Cosa c’entra tale disquisizione con il libro che sto per recensire? C’entra perché queste riflessioni sono ispirate dalla lettura del libro di Eva M. Franchi, I Tipi psicologici: istruzioni per l’uso, un’autrice italianissima che tuttavia rappresenta la classica eccezione alla regola. Il libro infatti è scritto con uno stile godibilissimo, semplice, chiaro e scorrevole; uno stile all’americana per intenderci, come americane erano Isabel Briggs Myers e Katherine Cook Briggs, le ideatrici del Myers-Briggs Type Indicator, sistema più noto con il suo acronimo: MBTI.

L’MBTI consiste in una personale revisione, delle due ricercatrici americane, della teoria dei tipi psicologici di Carl Gustav Jung da cui le Myers-Briggs hanno anche ricavato uno dei test attitudinali più in voga ed utilizzati nei decenni passati per la selezione del personale.
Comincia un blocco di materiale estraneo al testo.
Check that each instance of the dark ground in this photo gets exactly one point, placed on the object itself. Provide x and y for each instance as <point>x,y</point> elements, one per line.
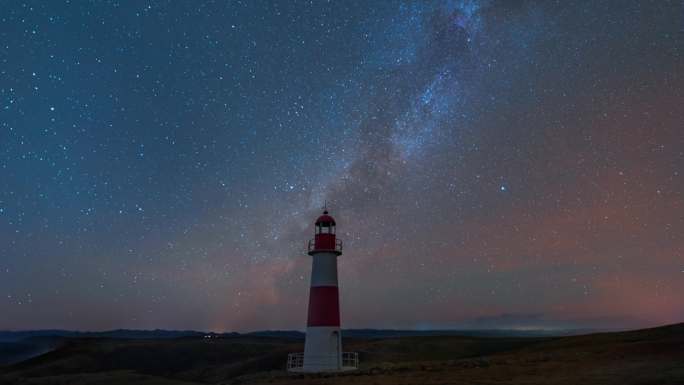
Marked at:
<point>644,357</point>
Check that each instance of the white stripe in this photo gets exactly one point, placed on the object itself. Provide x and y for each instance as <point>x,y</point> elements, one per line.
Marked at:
<point>324,270</point>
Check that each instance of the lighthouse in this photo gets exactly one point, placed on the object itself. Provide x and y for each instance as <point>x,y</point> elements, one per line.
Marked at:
<point>323,344</point>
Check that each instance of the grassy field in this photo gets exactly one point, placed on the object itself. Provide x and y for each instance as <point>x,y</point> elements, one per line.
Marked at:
<point>652,356</point>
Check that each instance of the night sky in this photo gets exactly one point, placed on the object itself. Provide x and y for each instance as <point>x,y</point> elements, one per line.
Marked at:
<point>513,164</point>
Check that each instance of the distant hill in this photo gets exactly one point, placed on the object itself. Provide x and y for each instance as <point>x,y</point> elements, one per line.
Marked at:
<point>12,336</point>
<point>649,356</point>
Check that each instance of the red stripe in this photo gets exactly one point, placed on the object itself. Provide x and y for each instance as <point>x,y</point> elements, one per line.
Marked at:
<point>324,306</point>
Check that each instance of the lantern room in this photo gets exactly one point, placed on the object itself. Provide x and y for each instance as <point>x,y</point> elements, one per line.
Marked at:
<point>324,239</point>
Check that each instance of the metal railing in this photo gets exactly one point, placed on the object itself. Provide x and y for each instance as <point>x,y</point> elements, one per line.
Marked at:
<point>295,362</point>
<point>312,246</point>
<point>350,360</point>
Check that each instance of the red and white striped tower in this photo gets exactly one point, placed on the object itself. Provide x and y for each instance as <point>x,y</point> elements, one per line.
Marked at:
<point>323,346</point>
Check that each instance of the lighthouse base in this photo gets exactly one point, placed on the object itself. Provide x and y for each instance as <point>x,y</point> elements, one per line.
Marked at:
<point>323,349</point>
<point>295,363</point>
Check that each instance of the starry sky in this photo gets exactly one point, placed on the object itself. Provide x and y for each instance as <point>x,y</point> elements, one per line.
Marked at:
<point>490,164</point>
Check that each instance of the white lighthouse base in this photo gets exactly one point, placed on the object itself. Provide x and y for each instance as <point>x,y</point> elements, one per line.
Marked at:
<point>295,363</point>
<point>323,349</point>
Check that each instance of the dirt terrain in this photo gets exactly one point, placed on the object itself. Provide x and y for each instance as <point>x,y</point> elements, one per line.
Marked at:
<point>651,356</point>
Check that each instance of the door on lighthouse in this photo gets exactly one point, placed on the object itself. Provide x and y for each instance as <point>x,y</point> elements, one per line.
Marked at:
<point>336,359</point>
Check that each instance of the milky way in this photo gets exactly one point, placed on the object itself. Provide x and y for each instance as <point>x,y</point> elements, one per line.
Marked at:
<point>510,164</point>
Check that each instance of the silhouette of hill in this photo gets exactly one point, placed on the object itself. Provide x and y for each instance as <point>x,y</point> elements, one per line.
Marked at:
<point>649,356</point>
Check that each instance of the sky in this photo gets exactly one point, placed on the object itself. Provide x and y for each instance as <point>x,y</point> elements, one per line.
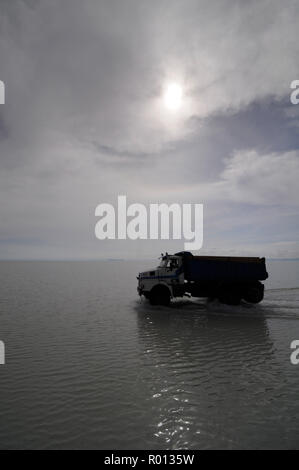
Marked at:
<point>84,121</point>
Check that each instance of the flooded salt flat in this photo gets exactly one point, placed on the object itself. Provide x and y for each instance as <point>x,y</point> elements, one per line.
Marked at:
<point>90,365</point>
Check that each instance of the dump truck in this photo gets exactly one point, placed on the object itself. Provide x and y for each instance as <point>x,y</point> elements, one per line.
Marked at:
<point>226,278</point>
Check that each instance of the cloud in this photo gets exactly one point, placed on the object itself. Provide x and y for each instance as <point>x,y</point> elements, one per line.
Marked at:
<point>261,179</point>
<point>84,118</point>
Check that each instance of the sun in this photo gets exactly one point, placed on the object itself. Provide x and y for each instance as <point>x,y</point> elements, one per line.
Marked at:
<point>173,96</point>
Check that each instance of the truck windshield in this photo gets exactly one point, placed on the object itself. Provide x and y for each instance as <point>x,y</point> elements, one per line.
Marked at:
<point>169,263</point>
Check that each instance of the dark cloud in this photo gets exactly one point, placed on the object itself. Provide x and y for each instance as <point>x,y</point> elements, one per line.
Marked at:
<point>84,120</point>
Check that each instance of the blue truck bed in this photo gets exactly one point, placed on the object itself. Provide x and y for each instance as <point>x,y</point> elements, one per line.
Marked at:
<point>215,268</point>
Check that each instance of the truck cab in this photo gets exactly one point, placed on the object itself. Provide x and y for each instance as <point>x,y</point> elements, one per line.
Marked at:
<point>164,282</point>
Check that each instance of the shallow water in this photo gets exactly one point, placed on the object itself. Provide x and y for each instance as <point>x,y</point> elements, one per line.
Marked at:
<point>89,365</point>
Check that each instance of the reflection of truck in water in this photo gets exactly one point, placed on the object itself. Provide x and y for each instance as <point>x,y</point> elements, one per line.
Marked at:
<point>229,279</point>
Ultimamente però, forse perché le mode passano, forse perché snobbato dalla comunità scientifica che ha messo in dubbio l’attendibilità del test, l’MBTI era caduto in po’ in disuso, particolarmente nel nostro paese dove a differenza dei territori anglofoni, esiste pochissima letteratura in materia.
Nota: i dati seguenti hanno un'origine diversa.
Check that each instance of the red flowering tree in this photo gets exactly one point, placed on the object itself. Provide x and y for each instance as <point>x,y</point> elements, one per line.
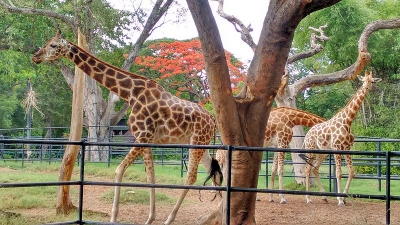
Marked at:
<point>180,68</point>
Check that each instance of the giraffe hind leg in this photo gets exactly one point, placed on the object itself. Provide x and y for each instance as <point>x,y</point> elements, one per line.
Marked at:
<point>119,172</point>
<point>273,173</point>
<point>195,155</point>
<point>281,159</point>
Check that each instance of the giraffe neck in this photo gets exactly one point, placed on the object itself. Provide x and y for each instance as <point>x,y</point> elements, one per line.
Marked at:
<point>126,85</point>
<point>349,112</point>
<point>299,117</point>
<point>303,118</point>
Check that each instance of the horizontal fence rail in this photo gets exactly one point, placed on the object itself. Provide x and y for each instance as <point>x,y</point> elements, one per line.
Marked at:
<point>385,158</point>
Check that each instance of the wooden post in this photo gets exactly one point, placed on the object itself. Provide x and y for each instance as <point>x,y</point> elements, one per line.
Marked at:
<point>64,203</point>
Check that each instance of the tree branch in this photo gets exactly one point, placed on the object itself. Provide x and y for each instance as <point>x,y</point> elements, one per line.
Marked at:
<point>352,71</point>
<point>315,47</point>
<point>31,11</point>
<point>244,31</point>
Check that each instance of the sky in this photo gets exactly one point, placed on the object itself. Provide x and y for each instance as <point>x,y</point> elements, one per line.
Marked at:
<point>249,12</point>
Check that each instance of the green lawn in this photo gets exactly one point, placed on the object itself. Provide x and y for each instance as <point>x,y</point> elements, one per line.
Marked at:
<point>19,199</point>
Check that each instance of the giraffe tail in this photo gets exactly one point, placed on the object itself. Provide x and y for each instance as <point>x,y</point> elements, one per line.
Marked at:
<point>306,159</point>
<point>215,173</point>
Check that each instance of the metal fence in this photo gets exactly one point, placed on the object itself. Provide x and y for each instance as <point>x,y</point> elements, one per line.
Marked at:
<point>386,159</point>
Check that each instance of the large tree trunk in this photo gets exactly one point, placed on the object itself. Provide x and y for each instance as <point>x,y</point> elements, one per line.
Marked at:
<point>243,121</point>
<point>287,99</point>
<point>64,203</point>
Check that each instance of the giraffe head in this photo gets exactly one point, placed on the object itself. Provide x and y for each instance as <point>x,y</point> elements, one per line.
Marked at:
<point>55,48</point>
<point>368,79</point>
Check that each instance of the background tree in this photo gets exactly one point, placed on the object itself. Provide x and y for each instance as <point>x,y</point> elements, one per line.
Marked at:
<point>351,15</point>
<point>251,109</point>
<point>179,67</point>
<point>101,25</point>
<point>346,21</point>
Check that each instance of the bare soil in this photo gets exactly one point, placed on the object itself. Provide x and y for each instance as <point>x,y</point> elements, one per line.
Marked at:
<point>296,211</point>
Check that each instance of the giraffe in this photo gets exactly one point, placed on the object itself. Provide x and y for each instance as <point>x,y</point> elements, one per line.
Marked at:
<point>335,134</point>
<point>157,116</point>
<point>279,133</point>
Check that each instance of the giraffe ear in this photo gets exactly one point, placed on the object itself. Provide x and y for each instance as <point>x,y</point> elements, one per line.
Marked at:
<point>59,34</point>
<point>376,80</point>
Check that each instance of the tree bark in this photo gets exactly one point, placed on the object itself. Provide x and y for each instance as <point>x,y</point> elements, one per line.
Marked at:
<point>243,121</point>
<point>64,203</point>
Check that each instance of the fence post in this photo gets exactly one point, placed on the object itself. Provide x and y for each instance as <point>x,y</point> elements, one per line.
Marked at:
<point>388,197</point>
<point>330,173</point>
<point>228,185</point>
<point>379,169</point>
<point>266,168</point>
<point>82,180</point>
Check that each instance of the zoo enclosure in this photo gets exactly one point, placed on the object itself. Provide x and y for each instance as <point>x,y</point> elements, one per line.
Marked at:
<point>172,156</point>
<point>388,157</point>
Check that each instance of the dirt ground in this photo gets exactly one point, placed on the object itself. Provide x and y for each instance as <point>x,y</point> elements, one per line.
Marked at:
<point>296,211</point>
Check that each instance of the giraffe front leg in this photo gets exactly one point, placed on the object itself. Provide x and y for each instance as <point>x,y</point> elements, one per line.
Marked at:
<point>308,174</point>
<point>273,173</point>
<point>148,162</point>
<point>194,158</point>
<point>281,158</point>
<point>338,159</point>
<point>350,167</point>
<point>119,172</point>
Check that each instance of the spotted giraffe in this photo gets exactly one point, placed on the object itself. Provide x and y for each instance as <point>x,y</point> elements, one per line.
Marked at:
<point>335,134</point>
<point>157,116</point>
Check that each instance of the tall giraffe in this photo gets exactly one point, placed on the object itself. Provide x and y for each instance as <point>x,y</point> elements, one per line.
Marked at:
<point>279,133</point>
<point>335,134</point>
<point>156,117</point>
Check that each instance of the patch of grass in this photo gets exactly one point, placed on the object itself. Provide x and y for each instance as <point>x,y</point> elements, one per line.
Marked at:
<point>136,196</point>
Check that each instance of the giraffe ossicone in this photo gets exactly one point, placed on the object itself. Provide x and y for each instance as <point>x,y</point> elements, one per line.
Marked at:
<point>335,134</point>
<point>157,116</point>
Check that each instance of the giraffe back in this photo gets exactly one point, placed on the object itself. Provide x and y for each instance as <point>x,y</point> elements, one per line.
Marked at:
<point>160,117</point>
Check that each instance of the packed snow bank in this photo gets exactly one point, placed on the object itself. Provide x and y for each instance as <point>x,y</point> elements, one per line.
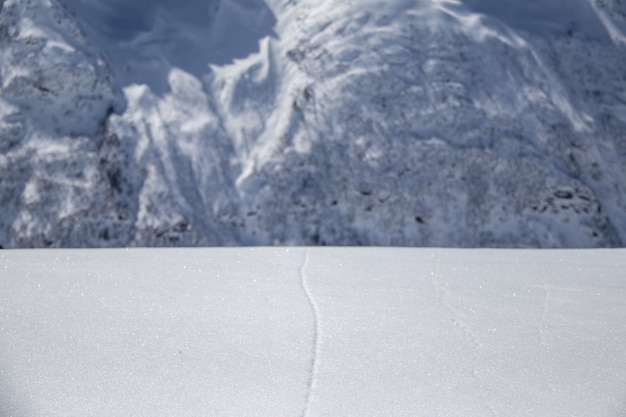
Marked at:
<point>312,332</point>
<point>429,123</point>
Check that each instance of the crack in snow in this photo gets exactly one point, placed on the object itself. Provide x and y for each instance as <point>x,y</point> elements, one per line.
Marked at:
<point>316,332</point>
<point>444,298</point>
<point>544,311</point>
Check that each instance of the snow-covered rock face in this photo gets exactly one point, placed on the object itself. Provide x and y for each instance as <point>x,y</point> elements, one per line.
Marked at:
<point>455,123</point>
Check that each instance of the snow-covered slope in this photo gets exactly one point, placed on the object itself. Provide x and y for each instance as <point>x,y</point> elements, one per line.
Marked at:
<point>319,332</point>
<point>431,122</point>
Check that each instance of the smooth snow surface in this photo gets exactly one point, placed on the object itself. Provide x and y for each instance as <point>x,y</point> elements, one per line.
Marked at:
<point>312,332</point>
<point>495,123</point>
Ci ha pensato la Franchi, poliedrica autrice e dottoressa in psicologia, a riportarlo alla luce quando, desiderosa, per una sua ricerca personale, di approfondire la conoscenza dei tipi psicologici delle Myers-Briggs, si è resa conto che non esistevano testi in lingua italiana sull’argomento. Così ne ha scritto uno lei, riuscendo a trasformare un saggio in una lettura accattivante. Del resto la Franchi, prima di dedicarsi alla saggista, ha esordito come scrittrice di narrativa e di sceneggiature.
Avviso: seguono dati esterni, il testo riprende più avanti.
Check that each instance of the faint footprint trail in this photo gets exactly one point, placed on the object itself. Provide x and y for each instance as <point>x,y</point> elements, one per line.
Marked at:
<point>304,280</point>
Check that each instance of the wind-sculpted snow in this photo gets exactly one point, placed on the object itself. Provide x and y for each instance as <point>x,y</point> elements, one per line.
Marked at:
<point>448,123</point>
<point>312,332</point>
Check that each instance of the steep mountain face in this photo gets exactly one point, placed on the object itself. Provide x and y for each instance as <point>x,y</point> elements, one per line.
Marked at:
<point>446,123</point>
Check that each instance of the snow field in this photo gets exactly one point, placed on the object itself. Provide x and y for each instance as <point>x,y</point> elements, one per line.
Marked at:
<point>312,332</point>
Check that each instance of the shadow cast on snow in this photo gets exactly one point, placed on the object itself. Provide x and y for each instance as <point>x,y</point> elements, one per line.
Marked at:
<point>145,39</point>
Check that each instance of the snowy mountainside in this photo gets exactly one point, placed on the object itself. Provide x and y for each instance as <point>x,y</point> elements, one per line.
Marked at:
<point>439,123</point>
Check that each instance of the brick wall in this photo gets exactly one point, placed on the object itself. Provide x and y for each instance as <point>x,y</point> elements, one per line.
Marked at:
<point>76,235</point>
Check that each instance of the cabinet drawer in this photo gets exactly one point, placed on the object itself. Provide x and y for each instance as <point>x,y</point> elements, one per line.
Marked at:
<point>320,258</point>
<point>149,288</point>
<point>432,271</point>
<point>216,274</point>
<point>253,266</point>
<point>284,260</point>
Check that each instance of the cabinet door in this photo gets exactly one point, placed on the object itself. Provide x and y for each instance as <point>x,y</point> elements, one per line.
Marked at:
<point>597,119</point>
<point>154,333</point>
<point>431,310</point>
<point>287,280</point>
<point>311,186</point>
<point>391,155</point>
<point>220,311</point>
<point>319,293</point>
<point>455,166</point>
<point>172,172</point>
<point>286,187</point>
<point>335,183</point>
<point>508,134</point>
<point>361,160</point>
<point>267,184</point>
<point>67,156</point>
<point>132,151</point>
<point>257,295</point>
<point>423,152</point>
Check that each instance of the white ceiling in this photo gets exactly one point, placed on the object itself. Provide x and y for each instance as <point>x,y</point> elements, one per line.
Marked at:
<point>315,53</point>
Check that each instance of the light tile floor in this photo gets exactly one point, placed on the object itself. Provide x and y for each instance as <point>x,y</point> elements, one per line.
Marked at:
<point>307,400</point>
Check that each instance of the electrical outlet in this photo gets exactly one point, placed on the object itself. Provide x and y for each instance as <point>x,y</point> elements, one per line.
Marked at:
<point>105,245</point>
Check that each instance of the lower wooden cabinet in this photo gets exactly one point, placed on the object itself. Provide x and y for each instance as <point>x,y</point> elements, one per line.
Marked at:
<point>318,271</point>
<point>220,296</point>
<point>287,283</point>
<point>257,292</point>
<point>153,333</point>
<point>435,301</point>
Paradossalmente, la maggiore pecca del libro della Franchi sta proprio nel suo pregio, quello di essere scorrevole e sintetico, forse anche troppo. Soprattutto il settimo e ultimo capitolo, “strategie di comunicazione”, lo trovo un po debole, solo pochi cenni, qualche consiglio, stile rubrica divulgativa, su come rapportarsi con gli altri tipi psicologici al lavoro e nelle relazioni, argomento su cui francamente mi aspettavo maggiori ragguagli, considerando le premesse del sottotitolo del libro “l’arte di capire gli altri e sviluppare le tue potenzialità per migliorare la tua vita”.

I primi sei capitoli sono invece esaurienti; interessante il modello paradigmatico con cui viene affrontato il tema dell’ombra e le chiavi che vengono fornite per capire quando le persone agiscono sotto l’influsso del loro lato oscuro. Nel complesso il libro della Franchi, seppur non completamente esaustivo dell’argomento è un ottimo punto di partenza per chi desidera approcciarsi alla conoscenza dei tipi psicologici delle Myers-Briggs.